B cell receptor induced autophagy and endocytosis in Chronic Lymphocytic Leukaemia

Skills Priority Alignment: Advanced Therapeutics

Chronic Lymphocytic Leukaemia (CLL) is the most prevalent adult leukaemia in Europe and the United States and is currently incurable. CLL is largely split into two subgroups, as indolent (M-CLL) and an aggressive (U-CLL) disease characterised by their IGHV mutational status. The disease is driven through activation of the B cell receptor (BCR) and inhibitors that target this pathway are revolutionising this disease, but these agents are taken daily, not curative and resistance to these drugs is already emerging. Therefore novel strategies or salvage therapies to treat this disease are urgently required.

Consequently, a better understanding of the BCR signalling pathways is essential if we are to identify novel therapeutic targets. The Steele group has demonstrated that basal expression of markers such as LC3BII and GABARAPL2 which are associated with autophagy, a process known to promote tumorigenesis, is elevated in CLL samples compared to healthy donor (HD) cells (p=.009 & p=.013 respectively). Moreover, LC3BII expression is greater still in U-CLL samples compared to M-CLL (p=.02). It has been demonstrated the novel finding that activating CLL cells using bead immobilised (BI) or soluble anti-IgM could further augment LC3BII expression in a time dependent manner and this correlated with the cells ability to signal via the BCR. Moreover, the BCR-induced increase in LC3BII expression was greater in U-CLL samples compared to M-CLL (p=.004) or HD (p=.023) cells.
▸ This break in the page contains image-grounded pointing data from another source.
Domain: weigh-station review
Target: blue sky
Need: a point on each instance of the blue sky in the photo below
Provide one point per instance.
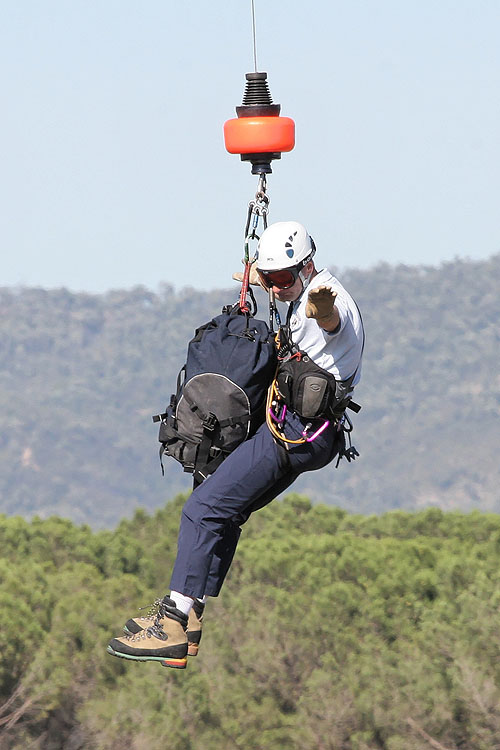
(114, 171)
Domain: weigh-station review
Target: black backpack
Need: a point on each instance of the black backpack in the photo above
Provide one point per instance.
(221, 392)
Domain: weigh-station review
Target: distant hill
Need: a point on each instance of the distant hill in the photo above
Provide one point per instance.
(81, 374)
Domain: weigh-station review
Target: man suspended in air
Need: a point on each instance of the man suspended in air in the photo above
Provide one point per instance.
(303, 432)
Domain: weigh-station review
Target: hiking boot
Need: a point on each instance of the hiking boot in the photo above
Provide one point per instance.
(155, 616)
(166, 643)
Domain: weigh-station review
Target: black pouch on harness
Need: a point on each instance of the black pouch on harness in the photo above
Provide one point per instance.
(221, 392)
(310, 390)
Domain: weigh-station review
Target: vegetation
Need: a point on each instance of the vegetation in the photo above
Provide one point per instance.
(80, 376)
(334, 632)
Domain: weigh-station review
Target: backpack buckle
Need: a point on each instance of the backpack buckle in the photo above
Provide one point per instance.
(209, 422)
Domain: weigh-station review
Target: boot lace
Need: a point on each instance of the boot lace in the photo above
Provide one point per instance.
(154, 631)
(153, 610)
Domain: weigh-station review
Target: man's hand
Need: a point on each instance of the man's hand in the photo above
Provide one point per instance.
(254, 278)
(321, 306)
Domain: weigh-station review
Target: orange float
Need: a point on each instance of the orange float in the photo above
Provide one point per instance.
(259, 134)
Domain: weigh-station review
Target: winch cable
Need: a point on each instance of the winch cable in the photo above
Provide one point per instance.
(259, 135)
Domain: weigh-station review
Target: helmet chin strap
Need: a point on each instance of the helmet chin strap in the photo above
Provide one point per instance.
(305, 280)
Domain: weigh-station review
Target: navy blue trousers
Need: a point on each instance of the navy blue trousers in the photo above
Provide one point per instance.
(250, 477)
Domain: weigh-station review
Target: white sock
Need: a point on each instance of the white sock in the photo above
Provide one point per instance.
(184, 603)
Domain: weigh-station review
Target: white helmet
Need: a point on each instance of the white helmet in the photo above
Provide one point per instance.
(284, 244)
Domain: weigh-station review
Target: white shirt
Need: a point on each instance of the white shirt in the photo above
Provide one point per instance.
(340, 352)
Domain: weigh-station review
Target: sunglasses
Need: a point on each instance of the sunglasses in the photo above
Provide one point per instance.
(284, 278)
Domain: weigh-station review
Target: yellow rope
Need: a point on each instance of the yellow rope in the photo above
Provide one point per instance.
(272, 392)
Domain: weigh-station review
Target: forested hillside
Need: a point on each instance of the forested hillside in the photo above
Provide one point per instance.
(333, 632)
(81, 375)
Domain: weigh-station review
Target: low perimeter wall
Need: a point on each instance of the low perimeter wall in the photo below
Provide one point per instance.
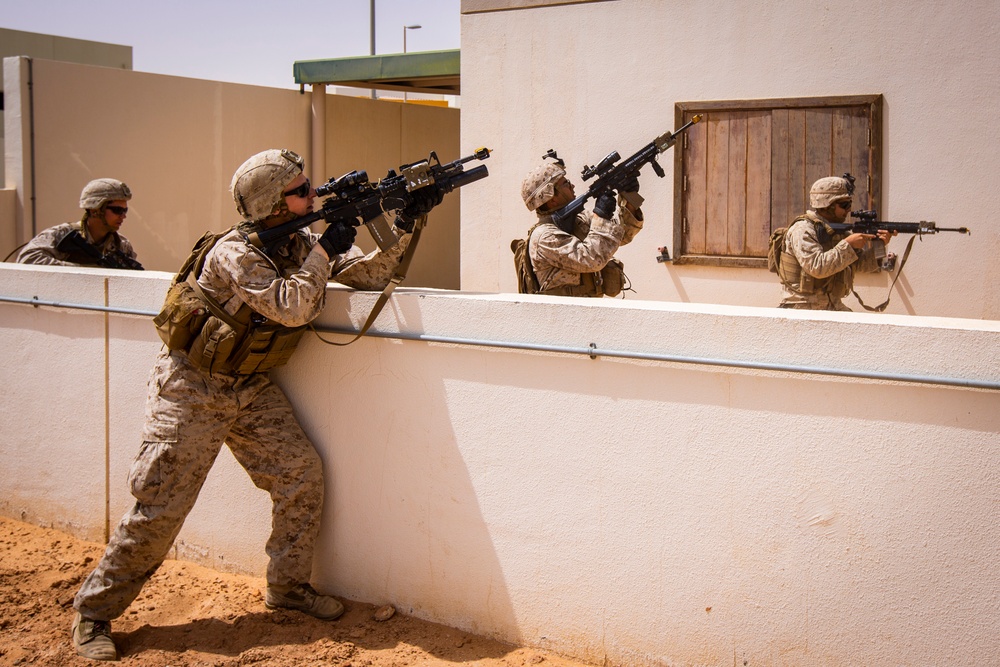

CLL cells incubated with BI anti-IgM for 18-24h were also able to take up the beads (2.8 micrometre) coated with anti- IgM, but not the isotype control, by an unknown process. The size of these beads suggests that clathrin-mediated endocytosis was unlikely. However, a mechanism called LC3-associated phagocytosis (LAP) is known to plays a role in the uptake of extracellular pathogens that engage receptor mediated signalling pathway such as FcR but has not been described for sIgM. The LAP process is distinct from autophagy but still requires LC3BII to occur. Both autophagy and LAP are associated with antigen processing and presentation by the MHCII receptor, whereas autophagy alone is also involved in antigen processing for presentation by the MHCI receptor. Therefore, the aims of this project are to 1.) Determine which signalling pathways are involved in BCR-induced autophagy and LAP following treatment with soluble and BI-anti-IgM, 2.) Determine how autophagy and LAP are involved in antigen presentation to MHCII in CLL and normal B cells and 3.) Determine how these pathways differ between HD and CLL cells so that we can target these pathways therapeutically.

This PhD studentship will bring together expertise from several key academics and link established research strengths in B-cell malignancies, cell signalling, novel therapeutics and imaging technologies between medicine (Dr Steele, Prof Cragg and Dr James), biosciences (Dr Tumbarello) and Defence science and technology laboratories (DSTL, Porton Salisbury, Dr Caroline Rowland) and the Crick (Dr Tooze). This project will improved our understanding of how autophagy and LC3 associated phagocytosis (LAP) pathways regulate CLL pathogenesis, leading to the identification of novel therapies or treatment strategies for patients.